La police (et le coordonnateur de la Police de la Répression des Stupéfiants (CGPRE),) avait en effet noté « qu’en juin 2016 bien, nous identifions la société CHANTIERS SERVICES RAOCE nautique eT LTDA – ME, dont propriétaire est Axel Marin Pierre Prigent, ce qui coïncidente avec l’adresse indiquée рог Pierre (Prigent), ce qui laisse supposer que Axel est le fils de Pierre ». La même police avait écrit que « le 4 mars 2017, la Capitainerie des Ports de Salvador enregistre le départ de Rich Harvest à Rio de Janeiro. Trois jours plus tard, le 17 mars, le bateau a un problème mécanique, le premier d’un grand nombre qui va vérifier à l’arrivée à l’île de São Vicente, près de Ilheus et retourne à Marina Ocema à Salvador da Bahia ».

« Plus d’un mois plus tard, le 20 avril, il enregistre une nouvelle sortie. Maintenant, en direction du sud, pendant 32 jours, il n’y a aucun enregistrement du voilier. Il n’y a aucune preuve de l’endroit où il est allé et de ce qu’il a fait ».  En tout cas, en février 2017, il y était encore au chantier Prigent, ce que l’un des satellites de Google Earth avait très bien constaté (ci-dessus)…  On l’avait oublié, celle-là…

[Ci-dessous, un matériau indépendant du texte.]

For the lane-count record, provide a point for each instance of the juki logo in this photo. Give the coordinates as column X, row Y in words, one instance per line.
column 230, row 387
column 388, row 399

Des marins de Mourmansk à Curaçao ?

Et ça continue : au Cap-Vert, le 2 février 2019, 9,5 tonnes de cocaïne (soit 260 ballots) ont été saisies, au port de Praia sur un navire battant pavillon panaméen, depuis le 6 novembre 2018.  C’est un cargo de 99 mètres de long et 3 800 tonnes, l’Eser assez voisin de l’Aric Sea.  Pour ce  qui est de son propriétaire, ça reste flou : « Le cargo ESER a 34 ans depuis qu’ il a été construit, il s’appelait « Sainte-Hélène » et jusqu’en 2013, le drapeau allemand y était affiché. Les six dernières années ont été confiées à une société turque au nom infini: Gemiciler Denizcilik Nakliyat Track Yapi Tesisleri Sanayi ve Ticaret Ltd Sti. La société de transport, c’est-à-dire l’exploitant du navire, est une autre entité juridique, en source ouverte, c’est-à-dire la société panaméenne Step Shipping Corp. Immatriculer des navires étrangers sous pavillon panaméen est une pratique courante, car le registre en haute mer vous permet non seulement d’éviter les taxes, mais également de masquer le nom du destinataire. Selon la loi panaméenne, seuls les noms des représentants nommés de la société sont soumis à un enregistrement obligatoire auprès du registre des sociétés de l’État. Dans notre cas, les administrateurs figurent sous les noms apparemment fictifs de Haluk Buzluk et Huseyin Turkmen. »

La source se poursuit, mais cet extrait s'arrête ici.